26 The agreed order of 21 December 2009 included a term that the respondents would not subsequently seek an order for security for costs. As that agreement was part of the "package" then agreed, the variation of the order should include them being released from that term. Moreover, the release from that term will enable the respondents to have a further application for security for costs if there is a material change in circumstances, either different from the course of the proceedings as I have understood them to be, or if the respondents learn that the financial position of the applicants is materially different from that which I understand it to be.
27 The second and third respondents have given appropriate written undertakings in terms which reflect the requirement referred to above.
28 In the circumstances, I order that:
Upon the undertaking of the applicants Lynda Campbell and Elizabeth Campbell given in their personal capacity and as directors of the applicant Pampered Paws Connection Pty Ltd that they will not sell, transfer or otherwise dispose of any interest in real property in their names or either of their names or in the name of Pampered Paws Connection Pty Ltd without giving 21 days' notice thereof to the respondents by notice in writing to be given to Donaldson Walsh Lawyers at Kings Chambers, 320 King William Street, Adelaide, other than by charging, or extending the charge on, any such property for the purpose of procuring funds to enable them to continue to conduct this proceeding or for the purpose of securing funds to enable the business of Pampered Paws Connection Pty Ltd to be conducted:
1. The order made on 21 December 2009 directing Pampered Paws Connection Pty Ltd to provide security for costs in the amount and in the manner expressed in that order be varied by substituting for the sum of $200,000.00 the sum of $100,000.00 and by discharging the requirement that Lynda Campbell and Karl Donnelly provide a bank guarantee in the sum of $100,000.00 and by renumbering paragraphs 1.2 and 1.3 as paragraphs 1.1 and 1.2 respectively.
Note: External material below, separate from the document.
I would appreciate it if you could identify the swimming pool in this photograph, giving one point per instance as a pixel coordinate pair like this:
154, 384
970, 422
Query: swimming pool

2. In the event that the respondents are given any notice referred to in the undertaking hereby given, they have liberty to apply for any further order or orders they may seek in relation to security for costs.
3. The respondents be released from their undertaking recorded in the recital to the order made on 21 December 2009.
I certify that the preceding twenty-eight (28) numbered paragraphs are a true copy of the Reasons for Judgment herein of the Honourable Justice Mansfield.